Installation of the equipment for forming the ice wall began in June 2014 and a test that has circulated the chilling liquid to specific parts of the wall has been under way since April 2015. The north, south and west sides of the facility were completed last September, while the remaining pipes on the east side facing the sea were placed within the ground in November.
Tokyo Electric Power Company (Tepco) announced yesterday that all the necessary equipment is now in place for the creation of the ice wall. However, the company noted that it must get approval from the Nuclear Regulation Authority before the equipment can be put into operation. The regulator's approval, Tepco said, would partly depend on the company "showing a method to ensure that the wall (and other groundwater pumping operations) do not invert the water level difference in any way that would cause contaminated water to flow out of the building's basements".
Kajima Corporation, the main contractor for the facility, has drilled holes some 30-35 metres into the ground and inserted pipes through which refrigerant will be then be pumped. This cooling will freeze the soil surrounding the pumps creating an impenetrable barrier around the reactor buildings. In total, some 1550 pipes have been placed in the ground to create a 1.5km-long ice wall around units 1 to 4. The wall is designed to remain effective for up to two months in the event of a loss of power. The Japanese government agreed to pay for construction of the ice wall, estimated to cost some JPY32 billion ($278 million).
Reducing the amount of contaminated water that it must deal with is a priority for Tepco. Groundwater naturally seeps from land to sea, but at the Fukushima Daiichi site it must negotiate the basements of reactors buildings. It is thought that more than 400 tonnes of groundwater enters the basements each day through cable and pipe penetrations as well as small cracks, mixing with the heavily contaminated water previously used to cool the damaged reactor cores.
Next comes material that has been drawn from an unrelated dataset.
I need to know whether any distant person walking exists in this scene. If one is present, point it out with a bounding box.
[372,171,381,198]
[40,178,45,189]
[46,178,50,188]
The ice wall is only one part of a multi-layered strategy being employed to manage the flow of groundwater and rainwater at Fukushima Daiichi, Tepco said. The strategy to prevent water becoming contaminated has reduced the daily inflow of groundwater into the buildings to 150 tonnes per day. "Successful implementation of the frozen soil water is designed to reduce that inflow further, by keeping water out of the reactor buildings," the company said.